The MacArthur Justice Center formed a coalition of attorneys, community organizations and individuals to file a historic class action lawsuit seeking federal court oversight of the Chicago Police Department’s (CPD) operations on behalf of thousands of individuals, predominately Blacks and Latinx, who have been subjected to the CPD’s policy and practice of using excessive force, sometimes in racially discriminatory and brutal ways.
The Campbell Plaintiffs include four individuals and 10 community-based organizational plaintiffs: Black Lives Matter Chicago, Chicago Urban League, Blocks Together, Brighton Park Neighborhood Council, Justice for Families – Black Lives Matter Chicago, Network 49, Women’s All Points Bulletin, 411 Movement for Pierre Loury, and the West Side Branch and Illinois State Conference of the NAACP.
The Chicago Police Department’s brutality ruins the lives it doesn’t end. I was beaten and falsely charged with crimes I did not commit for no other reason other than I’m Black and spoke out against police brutality. But I survived my encounter with CPD, unlike so many others. And I’m bringing this lawsuit to help stop police brutality in Chicago for once and for all.
A coalition of community organizations and activists asked a federal court to intervene and force the City of Chicago to address the systemic abuse of unlawful warrants and home raids. This request marks the very first time that the court has been asked to enforce the 2019 consent decree meant to guide reform of the City’s police department.

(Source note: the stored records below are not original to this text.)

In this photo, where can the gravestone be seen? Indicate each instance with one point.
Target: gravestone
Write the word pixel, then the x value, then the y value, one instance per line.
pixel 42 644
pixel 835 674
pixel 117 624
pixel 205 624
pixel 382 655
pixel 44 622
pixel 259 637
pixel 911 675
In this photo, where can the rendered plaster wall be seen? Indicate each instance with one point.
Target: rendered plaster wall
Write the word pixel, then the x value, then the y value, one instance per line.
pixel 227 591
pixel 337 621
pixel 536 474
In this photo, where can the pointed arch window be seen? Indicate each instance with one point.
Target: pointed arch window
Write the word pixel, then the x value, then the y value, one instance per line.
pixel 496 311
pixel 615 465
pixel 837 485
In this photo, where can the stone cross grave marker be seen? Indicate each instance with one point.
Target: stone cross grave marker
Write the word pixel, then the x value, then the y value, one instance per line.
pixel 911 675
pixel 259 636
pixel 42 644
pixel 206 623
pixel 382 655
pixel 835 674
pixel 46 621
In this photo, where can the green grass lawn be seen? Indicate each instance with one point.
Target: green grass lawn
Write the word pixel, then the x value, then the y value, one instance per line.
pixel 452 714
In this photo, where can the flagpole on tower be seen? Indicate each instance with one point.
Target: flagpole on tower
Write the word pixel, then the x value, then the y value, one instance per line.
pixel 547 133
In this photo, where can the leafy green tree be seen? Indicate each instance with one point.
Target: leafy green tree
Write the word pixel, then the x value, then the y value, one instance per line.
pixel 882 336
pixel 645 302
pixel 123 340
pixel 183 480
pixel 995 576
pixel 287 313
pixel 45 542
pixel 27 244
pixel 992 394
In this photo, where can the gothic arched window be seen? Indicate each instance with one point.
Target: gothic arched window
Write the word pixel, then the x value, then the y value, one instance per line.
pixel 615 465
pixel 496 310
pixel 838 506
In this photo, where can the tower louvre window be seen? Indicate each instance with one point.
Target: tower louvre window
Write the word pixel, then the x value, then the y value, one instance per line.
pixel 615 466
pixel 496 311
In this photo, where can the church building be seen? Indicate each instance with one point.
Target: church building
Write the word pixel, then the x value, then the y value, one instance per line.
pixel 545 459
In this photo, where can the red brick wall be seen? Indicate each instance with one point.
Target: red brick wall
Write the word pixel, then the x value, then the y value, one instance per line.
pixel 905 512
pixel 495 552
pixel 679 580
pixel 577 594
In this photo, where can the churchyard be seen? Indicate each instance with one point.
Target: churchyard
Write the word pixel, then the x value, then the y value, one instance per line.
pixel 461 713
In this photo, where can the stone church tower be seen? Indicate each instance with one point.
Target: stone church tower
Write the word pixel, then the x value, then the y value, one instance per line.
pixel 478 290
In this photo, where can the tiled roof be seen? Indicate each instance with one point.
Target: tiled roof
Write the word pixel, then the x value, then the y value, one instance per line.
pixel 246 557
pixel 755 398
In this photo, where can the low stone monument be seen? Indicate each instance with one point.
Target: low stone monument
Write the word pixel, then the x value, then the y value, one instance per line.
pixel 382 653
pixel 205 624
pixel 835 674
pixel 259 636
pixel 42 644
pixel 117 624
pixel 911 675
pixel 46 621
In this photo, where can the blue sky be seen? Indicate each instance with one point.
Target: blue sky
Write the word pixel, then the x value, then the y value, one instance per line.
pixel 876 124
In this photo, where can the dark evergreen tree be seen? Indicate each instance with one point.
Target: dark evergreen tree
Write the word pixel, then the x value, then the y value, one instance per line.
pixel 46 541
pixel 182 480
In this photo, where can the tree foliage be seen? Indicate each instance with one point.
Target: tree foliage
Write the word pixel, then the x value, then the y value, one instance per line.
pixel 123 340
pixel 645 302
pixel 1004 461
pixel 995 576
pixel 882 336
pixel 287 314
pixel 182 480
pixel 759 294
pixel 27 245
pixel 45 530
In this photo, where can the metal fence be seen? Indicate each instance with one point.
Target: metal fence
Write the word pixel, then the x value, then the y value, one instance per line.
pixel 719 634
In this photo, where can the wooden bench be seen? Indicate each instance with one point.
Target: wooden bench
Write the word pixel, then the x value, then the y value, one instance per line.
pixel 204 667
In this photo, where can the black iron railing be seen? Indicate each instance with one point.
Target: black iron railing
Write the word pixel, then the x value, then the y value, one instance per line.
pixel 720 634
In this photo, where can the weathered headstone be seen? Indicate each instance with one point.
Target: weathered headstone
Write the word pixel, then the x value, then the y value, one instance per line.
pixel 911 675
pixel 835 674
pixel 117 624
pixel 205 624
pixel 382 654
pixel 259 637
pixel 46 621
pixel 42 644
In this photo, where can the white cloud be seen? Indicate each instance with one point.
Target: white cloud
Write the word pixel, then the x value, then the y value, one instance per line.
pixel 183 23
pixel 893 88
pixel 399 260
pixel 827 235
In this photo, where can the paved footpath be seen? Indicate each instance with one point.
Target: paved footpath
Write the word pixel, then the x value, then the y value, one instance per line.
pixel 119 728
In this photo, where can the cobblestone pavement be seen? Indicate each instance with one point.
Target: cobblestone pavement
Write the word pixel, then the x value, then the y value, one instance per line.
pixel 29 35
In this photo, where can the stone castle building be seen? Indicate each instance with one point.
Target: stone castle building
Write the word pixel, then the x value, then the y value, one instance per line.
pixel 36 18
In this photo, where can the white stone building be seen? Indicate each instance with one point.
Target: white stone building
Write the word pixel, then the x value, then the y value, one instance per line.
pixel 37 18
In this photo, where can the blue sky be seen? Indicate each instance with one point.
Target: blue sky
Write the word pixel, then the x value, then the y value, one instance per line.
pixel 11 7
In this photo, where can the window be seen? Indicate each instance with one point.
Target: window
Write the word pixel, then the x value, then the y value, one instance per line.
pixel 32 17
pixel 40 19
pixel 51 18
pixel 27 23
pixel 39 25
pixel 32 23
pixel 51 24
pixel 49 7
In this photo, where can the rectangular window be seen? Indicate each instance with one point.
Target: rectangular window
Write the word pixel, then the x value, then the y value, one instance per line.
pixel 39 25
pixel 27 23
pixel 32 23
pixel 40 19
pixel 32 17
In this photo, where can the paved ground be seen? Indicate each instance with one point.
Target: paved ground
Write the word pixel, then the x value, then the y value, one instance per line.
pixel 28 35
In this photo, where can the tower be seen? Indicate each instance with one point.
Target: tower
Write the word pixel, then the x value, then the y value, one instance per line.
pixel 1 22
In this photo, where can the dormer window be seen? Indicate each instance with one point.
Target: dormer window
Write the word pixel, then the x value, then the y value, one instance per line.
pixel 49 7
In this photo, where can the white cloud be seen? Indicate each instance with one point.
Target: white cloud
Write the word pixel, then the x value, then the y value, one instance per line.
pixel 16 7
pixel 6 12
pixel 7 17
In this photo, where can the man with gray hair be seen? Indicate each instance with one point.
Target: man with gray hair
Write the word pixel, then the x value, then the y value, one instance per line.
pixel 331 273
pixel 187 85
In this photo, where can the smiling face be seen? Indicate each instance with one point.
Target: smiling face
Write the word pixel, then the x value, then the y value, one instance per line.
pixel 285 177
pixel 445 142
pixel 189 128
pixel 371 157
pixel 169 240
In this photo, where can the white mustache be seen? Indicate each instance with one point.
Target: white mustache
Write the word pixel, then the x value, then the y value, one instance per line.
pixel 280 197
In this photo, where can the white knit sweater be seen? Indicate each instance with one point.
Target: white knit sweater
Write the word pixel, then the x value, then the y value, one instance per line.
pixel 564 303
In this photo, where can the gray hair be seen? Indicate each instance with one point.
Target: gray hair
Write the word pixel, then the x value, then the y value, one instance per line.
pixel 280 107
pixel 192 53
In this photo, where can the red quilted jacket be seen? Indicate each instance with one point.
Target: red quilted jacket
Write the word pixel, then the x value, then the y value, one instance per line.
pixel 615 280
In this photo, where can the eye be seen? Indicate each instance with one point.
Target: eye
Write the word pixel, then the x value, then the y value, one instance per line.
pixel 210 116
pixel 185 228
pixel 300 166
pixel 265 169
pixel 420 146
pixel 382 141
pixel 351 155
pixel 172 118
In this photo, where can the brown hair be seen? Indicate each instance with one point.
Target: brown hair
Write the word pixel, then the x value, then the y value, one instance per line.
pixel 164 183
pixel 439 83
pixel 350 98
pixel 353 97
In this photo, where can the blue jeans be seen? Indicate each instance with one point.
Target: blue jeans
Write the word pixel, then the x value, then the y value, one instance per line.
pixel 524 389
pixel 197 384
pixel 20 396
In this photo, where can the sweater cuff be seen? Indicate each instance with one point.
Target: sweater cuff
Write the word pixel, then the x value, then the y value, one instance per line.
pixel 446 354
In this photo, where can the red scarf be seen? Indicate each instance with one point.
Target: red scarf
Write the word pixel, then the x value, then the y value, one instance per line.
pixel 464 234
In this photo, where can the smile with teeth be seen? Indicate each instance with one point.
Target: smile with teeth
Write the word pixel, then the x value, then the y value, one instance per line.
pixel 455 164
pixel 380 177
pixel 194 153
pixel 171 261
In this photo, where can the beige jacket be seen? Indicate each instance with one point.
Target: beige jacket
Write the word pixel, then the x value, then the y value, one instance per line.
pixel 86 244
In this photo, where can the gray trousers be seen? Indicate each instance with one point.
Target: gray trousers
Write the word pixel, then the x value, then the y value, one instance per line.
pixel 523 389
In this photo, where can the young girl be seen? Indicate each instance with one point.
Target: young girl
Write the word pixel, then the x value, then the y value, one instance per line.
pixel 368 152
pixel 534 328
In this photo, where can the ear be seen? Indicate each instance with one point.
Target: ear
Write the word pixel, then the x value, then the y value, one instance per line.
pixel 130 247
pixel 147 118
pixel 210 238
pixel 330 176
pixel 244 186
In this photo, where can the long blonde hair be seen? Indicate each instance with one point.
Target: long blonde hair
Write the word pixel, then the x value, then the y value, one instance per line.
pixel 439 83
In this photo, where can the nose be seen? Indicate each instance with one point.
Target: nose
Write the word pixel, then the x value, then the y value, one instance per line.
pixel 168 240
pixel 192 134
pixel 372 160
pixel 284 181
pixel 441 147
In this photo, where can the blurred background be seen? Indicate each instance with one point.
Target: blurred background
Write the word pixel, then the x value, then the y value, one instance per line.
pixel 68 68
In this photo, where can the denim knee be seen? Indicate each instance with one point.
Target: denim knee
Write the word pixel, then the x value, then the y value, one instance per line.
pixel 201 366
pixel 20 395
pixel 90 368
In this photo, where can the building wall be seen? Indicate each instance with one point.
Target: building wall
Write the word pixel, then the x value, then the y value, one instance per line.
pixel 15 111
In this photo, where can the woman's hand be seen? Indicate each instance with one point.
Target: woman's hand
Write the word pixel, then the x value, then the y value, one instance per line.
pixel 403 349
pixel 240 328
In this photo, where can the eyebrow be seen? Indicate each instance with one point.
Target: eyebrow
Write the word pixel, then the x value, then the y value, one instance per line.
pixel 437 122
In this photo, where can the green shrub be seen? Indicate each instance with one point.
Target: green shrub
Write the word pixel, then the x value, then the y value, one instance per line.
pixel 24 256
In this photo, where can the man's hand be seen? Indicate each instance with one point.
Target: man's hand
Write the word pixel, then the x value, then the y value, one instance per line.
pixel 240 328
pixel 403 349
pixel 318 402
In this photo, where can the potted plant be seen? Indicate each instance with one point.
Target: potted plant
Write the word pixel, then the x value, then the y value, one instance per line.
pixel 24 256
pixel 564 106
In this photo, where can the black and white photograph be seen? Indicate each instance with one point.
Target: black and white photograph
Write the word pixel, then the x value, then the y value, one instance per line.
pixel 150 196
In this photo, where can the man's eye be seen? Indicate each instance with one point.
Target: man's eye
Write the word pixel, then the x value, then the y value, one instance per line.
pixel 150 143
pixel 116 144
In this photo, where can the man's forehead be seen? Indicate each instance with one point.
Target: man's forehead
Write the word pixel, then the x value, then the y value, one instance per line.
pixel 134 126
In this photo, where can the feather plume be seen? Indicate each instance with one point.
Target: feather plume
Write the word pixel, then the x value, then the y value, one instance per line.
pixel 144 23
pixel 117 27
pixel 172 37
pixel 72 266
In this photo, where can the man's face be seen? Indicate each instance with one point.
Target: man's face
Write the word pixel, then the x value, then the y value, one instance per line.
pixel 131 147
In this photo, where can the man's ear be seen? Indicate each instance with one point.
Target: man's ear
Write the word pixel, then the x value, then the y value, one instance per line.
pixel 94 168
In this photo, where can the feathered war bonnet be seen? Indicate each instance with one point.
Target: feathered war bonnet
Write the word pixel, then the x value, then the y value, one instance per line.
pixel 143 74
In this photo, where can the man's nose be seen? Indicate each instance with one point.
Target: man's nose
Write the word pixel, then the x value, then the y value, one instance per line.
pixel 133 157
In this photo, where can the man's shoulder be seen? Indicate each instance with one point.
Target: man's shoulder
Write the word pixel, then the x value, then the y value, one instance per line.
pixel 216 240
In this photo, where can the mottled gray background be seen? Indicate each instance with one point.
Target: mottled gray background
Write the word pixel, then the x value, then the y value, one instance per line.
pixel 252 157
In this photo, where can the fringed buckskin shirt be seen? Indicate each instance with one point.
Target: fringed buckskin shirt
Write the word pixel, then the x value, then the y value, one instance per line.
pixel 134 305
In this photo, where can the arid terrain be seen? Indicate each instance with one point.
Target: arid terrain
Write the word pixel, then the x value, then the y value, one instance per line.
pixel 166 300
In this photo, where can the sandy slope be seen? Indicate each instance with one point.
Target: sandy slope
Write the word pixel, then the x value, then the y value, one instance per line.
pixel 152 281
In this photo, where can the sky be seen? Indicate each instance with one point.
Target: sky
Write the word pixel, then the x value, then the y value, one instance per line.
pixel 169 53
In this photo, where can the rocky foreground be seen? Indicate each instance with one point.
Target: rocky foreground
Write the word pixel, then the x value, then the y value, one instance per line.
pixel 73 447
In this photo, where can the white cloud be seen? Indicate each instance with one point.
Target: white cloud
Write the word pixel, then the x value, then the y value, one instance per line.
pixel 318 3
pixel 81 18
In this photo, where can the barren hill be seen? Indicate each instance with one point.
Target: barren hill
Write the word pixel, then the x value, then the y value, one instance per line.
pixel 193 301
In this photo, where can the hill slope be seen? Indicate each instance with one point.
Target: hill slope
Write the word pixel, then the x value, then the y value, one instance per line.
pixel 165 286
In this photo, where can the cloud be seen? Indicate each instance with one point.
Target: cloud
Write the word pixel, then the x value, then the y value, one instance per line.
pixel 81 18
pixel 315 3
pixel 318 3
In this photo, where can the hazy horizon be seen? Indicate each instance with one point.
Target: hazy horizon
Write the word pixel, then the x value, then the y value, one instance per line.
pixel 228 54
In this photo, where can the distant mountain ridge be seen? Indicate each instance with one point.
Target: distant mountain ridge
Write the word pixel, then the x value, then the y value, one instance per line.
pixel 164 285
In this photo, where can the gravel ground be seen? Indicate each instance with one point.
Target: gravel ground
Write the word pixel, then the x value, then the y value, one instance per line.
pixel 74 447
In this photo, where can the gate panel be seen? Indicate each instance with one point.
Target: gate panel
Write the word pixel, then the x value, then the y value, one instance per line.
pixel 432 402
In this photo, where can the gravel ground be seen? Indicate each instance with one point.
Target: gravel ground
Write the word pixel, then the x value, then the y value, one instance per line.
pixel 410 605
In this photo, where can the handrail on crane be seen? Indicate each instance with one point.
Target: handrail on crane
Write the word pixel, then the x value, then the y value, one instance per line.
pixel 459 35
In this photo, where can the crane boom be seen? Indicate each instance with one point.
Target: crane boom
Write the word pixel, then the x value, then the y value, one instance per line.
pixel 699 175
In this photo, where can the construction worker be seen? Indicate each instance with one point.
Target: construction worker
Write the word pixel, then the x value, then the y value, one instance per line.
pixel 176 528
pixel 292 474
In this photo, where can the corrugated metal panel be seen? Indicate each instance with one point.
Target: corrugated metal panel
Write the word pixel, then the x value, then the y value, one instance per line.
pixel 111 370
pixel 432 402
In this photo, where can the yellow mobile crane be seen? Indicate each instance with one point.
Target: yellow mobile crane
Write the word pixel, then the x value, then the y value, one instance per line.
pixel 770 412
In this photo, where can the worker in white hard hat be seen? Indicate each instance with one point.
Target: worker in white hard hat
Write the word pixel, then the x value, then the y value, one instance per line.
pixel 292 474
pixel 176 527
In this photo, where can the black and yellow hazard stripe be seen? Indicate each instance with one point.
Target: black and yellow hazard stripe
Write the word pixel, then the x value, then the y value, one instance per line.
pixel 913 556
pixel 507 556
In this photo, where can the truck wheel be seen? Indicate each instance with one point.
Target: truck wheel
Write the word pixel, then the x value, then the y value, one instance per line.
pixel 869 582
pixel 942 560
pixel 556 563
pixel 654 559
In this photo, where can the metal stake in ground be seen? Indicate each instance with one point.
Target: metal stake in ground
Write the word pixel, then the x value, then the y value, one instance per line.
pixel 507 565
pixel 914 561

In a letter to the City, the Coalition described numerous home-raid related Consent Decree violations – including a pattern of raids involving excessive force, traumatization, and abuse of women, children and families, and a failure to properly supervise and hold officers accountable. The Coalition requested a meeting with the City, independent monitor, and the Illinois Attorney General. Weeks later, the Illinois Attorney General also urged the City to work with the Coalition on the issues of home raids. The City refused to respond.
A brief was filed in opposition to the Fraternal Order of Police (FOP)’s request for more time to implement consent decree provisions regarding police officers’ pointing of their firearms at citizens.
The community-driven coalition released their comments focused on systemic policy reforms of CPD and the City’s 911 operations to prevent excessive force against Black and Latino Chicagoans and people with disabilities. The coalition emphasized guaranteeing the enforceability and transparency of reform, diverting people—including people with disabilities– away from the criminal justice system and ensuring that whenever possible, police eliminate the need for force, including in schools.
The Campbell v. City of Chicago groups identify ten demands that must be reflected in the final consent decree. That document can be read here.
After reaching an unprecedented agreement with the Illinois Attorney General and Chicago Mayor, the community coalition has released the Community Consent Decree, addressing almost every aspect of CPD operations—including how the CPD interacts with Black and Brown communities, people with disabilities, young people, women and LGBTQI individuals.
The proposed decree also overhauls the accountability and disciplinary systems and describes new performance metrics for the evaluation of officers.
The Campbell community coalition, together with the community plaintiffs behind Communities United v. City of Chicago, filed by the ACLU of Illinois and Equip for Equality, reached an historic agreement with the City of Chicago and Illinois Attorney General. The agreement allows plaintiffs to monitor the consent decree currently being negotiated, and specifically gives those groups rights to enforce the forthcoming consent decree to reform the CPD.